Thought for the week - 28 February 2021

Thought for the week - 28 February 2021

Thought for the week - 28 February 2021

# Thought for the week

Thought for the week - 28 February 2021

Readings:
Genesis 17:1-7, 15-16;
Psalm 22:23-31;
Romans 4:13-25;
Mark 8:31-38

Collect:
O Christ, Son of the Living God,
who for a season laid aside the divine glory
and learned obedience through suffering:
teach us in all our afflictions to raise our eyes
to the place of your mercy
and to find in you our peace and deliverance.
This we pray in your name. Amen

 Reflection  

When I saw that Psalm 22 was set for today, my heart sank. This is the one we read on Good Friday and begins, “My God, my God, why have you forsaken me?” This wail of despair is hard enough just to read on the day, let alone prepare a reflection on it.

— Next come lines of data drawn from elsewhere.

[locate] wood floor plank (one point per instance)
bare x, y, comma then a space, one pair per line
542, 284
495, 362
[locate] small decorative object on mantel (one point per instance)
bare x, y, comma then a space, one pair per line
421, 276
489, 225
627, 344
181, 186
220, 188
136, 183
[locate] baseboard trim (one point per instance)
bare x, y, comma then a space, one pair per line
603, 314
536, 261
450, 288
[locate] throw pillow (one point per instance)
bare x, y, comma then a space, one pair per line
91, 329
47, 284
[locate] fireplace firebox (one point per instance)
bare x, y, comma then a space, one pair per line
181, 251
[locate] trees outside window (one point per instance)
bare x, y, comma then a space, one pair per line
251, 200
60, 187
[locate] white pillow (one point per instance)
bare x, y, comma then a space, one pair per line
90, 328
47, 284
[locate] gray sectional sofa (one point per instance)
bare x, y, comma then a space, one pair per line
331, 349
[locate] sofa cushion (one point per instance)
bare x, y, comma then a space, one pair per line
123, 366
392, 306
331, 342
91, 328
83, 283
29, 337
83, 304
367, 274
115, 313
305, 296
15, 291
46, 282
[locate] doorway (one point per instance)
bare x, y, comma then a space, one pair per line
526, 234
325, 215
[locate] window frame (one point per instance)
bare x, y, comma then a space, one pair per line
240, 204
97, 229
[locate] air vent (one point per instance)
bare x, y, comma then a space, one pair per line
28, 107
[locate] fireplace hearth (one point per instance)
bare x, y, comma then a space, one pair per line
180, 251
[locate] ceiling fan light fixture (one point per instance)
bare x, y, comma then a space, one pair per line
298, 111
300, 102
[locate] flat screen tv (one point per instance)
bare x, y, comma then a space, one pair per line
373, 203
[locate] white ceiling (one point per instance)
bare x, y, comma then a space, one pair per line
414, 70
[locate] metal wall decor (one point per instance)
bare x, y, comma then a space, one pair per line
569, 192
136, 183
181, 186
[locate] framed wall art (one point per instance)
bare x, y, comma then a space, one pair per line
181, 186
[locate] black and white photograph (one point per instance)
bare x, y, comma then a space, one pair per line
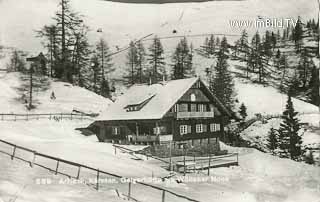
159, 101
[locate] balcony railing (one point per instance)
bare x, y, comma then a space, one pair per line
183, 115
146, 138
152, 138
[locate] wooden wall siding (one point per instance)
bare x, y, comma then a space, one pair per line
194, 147
200, 96
194, 134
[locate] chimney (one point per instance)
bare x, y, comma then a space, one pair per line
150, 79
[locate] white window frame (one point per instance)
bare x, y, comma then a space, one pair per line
199, 128
214, 127
201, 107
115, 130
183, 129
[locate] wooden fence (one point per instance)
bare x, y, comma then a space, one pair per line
33, 158
189, 163
50, 116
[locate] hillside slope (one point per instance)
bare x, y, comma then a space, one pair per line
68, 97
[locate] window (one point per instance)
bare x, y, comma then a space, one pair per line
193, 97
183, 107
185, 129
193, 107
156, 130
214, 127
115, 130
201, 107
199, 128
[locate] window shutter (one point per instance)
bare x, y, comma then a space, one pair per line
204, 127
188, 129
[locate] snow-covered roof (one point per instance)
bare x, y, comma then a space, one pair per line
163, 97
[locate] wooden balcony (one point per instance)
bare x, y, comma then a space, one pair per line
185, 115
145, 138
152, 138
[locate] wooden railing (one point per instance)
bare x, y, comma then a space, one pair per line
50, 116
181, 115
34, 155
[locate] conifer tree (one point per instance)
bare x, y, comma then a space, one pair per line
304, 66
16, 62
289, 138
141, 57
297, 35
272, 139
156, 60
243, 42
313, 87
105, 66
132, 60
221, 82
243, 111
182, 61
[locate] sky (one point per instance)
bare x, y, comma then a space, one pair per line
122, 22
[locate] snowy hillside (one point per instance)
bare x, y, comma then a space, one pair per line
161, 20
267, 100
68, 97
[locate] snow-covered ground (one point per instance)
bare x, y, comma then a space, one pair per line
68, 97
20, 183
60, 139
267, 100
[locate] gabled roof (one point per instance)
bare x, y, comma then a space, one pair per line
163, 97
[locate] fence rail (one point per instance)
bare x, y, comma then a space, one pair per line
50, 116
97, 172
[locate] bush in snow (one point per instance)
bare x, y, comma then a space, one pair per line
272, 140
289, 138
243, 111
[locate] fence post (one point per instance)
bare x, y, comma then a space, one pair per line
57, 167
33, 159
163, 196
129, 191
98, 173
209, 164
237, 158
14, 151
184, 165
78, 175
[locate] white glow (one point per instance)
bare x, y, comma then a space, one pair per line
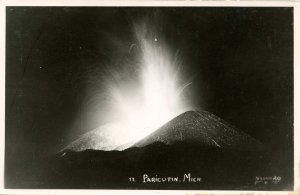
143, 104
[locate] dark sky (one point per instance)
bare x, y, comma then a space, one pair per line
242, 60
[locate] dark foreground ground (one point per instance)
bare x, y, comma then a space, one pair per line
219, 169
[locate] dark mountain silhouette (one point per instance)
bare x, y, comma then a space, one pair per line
203, 128
196, 142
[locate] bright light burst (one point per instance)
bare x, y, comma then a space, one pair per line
146, 102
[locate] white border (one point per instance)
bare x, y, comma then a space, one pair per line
179, 3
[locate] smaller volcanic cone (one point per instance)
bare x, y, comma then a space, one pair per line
108, 137
203, 128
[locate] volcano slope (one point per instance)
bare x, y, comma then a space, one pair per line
196, 142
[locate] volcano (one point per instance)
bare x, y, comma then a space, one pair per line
195, 142
200, 127
203, 128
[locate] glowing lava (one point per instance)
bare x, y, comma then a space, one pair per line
141, 104
159, 90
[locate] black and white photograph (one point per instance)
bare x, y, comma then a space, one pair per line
149, 98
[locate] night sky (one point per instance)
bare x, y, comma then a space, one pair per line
240, 61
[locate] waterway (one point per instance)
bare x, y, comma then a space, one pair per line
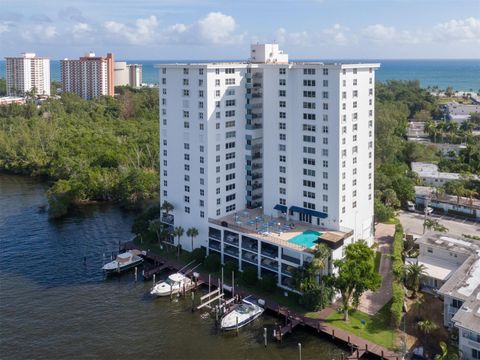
55, 306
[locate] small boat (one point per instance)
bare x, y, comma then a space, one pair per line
242, 314
174, 284
124, 261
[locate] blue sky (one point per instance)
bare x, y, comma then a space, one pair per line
213, 29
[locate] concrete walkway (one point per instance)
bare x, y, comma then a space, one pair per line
372, 302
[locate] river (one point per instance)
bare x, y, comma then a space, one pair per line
55, 306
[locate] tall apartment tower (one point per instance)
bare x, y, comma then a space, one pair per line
26, 73
89, 77
128, 74
267, 158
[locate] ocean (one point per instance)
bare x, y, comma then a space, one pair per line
462, 75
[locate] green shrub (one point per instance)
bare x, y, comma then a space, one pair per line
249, 276
212, 262
268, 283
397, 259
198, 255
396, 307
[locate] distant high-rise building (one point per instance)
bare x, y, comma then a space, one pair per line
28, 73
135, 75
128, 74
90, 76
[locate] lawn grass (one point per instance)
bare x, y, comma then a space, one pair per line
378, 257
376, 328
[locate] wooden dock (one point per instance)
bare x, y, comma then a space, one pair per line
358, 346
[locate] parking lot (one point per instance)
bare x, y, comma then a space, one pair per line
413, 223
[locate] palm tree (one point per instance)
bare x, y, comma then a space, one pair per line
427, 326
166, 207
413, 274
321, 253
192, 232
446, 354
178, 232
430, 224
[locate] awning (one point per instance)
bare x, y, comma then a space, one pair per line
308, 212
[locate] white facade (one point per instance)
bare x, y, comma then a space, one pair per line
26, 73
128, 74
292, 140
121, 73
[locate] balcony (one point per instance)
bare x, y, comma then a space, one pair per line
214, 245
287, 269
269, 250
269, 264
168, 219
215, 234
249, 244
230, 250
230, 238
250, 257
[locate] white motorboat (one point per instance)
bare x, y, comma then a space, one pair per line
174, 284
242, 314
124, 261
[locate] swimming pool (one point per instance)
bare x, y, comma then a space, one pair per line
308, 238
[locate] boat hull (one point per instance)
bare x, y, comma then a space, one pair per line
123, 268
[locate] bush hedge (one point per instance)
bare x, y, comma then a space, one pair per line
397, 259
396, 307
198, 255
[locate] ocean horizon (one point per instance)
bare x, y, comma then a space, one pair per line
460, 74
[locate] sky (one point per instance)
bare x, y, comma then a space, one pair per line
224, 29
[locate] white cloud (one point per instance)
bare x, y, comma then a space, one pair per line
467, 30
141, 32
40, 33
217, 28
4, 27
338, 35
81, 29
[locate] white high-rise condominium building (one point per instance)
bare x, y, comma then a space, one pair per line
90, 76
128, 74
267, 157
27, 73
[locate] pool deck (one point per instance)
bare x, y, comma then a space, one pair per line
242, 222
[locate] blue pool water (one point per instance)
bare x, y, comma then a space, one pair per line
308, 238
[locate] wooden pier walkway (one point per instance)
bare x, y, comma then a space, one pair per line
358, 346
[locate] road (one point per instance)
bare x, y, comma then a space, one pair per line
413, 223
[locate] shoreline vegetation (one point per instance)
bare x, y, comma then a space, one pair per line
105, 149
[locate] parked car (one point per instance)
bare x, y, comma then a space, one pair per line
410, 206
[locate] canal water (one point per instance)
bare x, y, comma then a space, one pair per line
55, 306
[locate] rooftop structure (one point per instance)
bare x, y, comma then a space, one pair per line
453, 269
460, 112
430, 175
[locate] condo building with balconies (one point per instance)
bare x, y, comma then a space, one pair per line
268, 157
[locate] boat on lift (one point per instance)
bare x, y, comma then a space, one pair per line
243, 313
174, 284
124, 261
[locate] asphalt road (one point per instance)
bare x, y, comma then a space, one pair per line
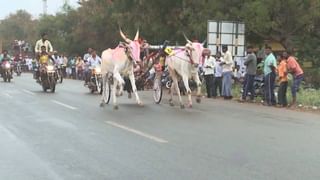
66, 135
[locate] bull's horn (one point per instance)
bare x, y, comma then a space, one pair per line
124, 37
137, 36
186, 38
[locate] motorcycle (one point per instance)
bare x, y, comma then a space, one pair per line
48, 77
6, 71
95, 83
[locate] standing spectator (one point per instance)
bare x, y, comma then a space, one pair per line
283, 78
80, 65
269, 70
86, 58
217, 81
72, 66
208, 68
297, 73
64, 67
227, 65
251, 70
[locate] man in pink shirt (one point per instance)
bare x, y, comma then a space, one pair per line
297, 73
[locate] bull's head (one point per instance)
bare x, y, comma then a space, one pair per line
133, 46
194, 49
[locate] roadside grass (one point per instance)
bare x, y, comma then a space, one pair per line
305, 97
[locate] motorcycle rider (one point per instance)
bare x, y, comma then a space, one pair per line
43, 59
42, 46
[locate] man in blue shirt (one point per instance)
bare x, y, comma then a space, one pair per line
269, 70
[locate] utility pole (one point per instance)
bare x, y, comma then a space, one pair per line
45, 7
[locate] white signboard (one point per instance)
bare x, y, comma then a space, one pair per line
226, 33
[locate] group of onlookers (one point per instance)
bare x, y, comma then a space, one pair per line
218, 74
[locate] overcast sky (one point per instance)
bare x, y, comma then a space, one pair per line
34, 7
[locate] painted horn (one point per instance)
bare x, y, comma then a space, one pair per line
124, 37
204, 42
186, 38
137, 35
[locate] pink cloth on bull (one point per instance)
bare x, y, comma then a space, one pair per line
117, 52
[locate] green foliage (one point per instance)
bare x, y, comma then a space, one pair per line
293, 23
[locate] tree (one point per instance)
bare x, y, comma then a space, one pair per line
17, 26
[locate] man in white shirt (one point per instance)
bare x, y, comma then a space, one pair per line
43, 42
208, 69
227, 66
94, 60
217, 81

Obviously, I accept this is a Lenten psalm, and we are now into the second week of Lent already, so it’s good right and proper that we should be thinking about just this sort of thing. But this Lent, I’ve been thinking differently. I’ve decided that this is not the Lent to be reminded about my own suffering and affliction, about the discipline I need and deprivation I might suffer. Seems to me we’ve had quite enough of that, thank you. This Lent I’ve been reminding myself, and anyone who will listen to me, that this is preparation for spring, the season of new growth, of new beginnings, of awakening. After all, the very word “lent” originally meant just that, the season of spring.

And then I went and read the portion of the psalm set for today again. Always good to actually read the readings of the day, or at least remember them well. The beginning of the psalm is indeed etched with deep pain, and this influences our way through the story of Lent. But more than one commentator reminds readers of the gospels that Psalm 22 is a psalm of praise as much as a psalm of lament.

As with so many psalms, this psalm does not hide from God the pain and struggle, the feelings of abandonment we may experience. This is an honest psalm and the Common English Bible’s translation of the opening words are spot on: “My God! My God, why have you left me alone?” There are a lot of people who have felt left alone this last year. People have lost jobs, work has dried up and some people have not even been able to open their businesses. Friends and family have been sick and when people have died, the grief has been compounded that we’ve not even been able to meet up to comfort each other, to cherish the memories and tell the stories of that person’s life. It’s not right. It’s not fair. So, with the psalmist we lament our grief, our loneliness, our brokenness.

But there is more to this psalm. There is a change at verse 19 which is complete by verse 23. The psalmist has shouted at God, angrily appealed to God, but now calls out, even pleads: come and rescue me, come deliver me. And finally, the psalmist discerns God’s answer. This is not a clever answer, nor is it an answer that solves the riddle of pain and suffering. It is the simple answer of God’s presence in suffering, even in death. And this is the story we tell all the way through Lent, the story of presence. The story of Easter and Pentecost … in fact the story all through the Christian year.

There is no time, there is no event, there is no place from which the presence of God is absent. We readers hear the psalmist’s abandonment, and some of us have felt that abandonment ourselves. The Lenten story tells us that this abandonment is even known by God, because Jesus knew it too. So, even out of the depths of despair comes praise to God, for God is not hidden, but very present: Lord in life and in death.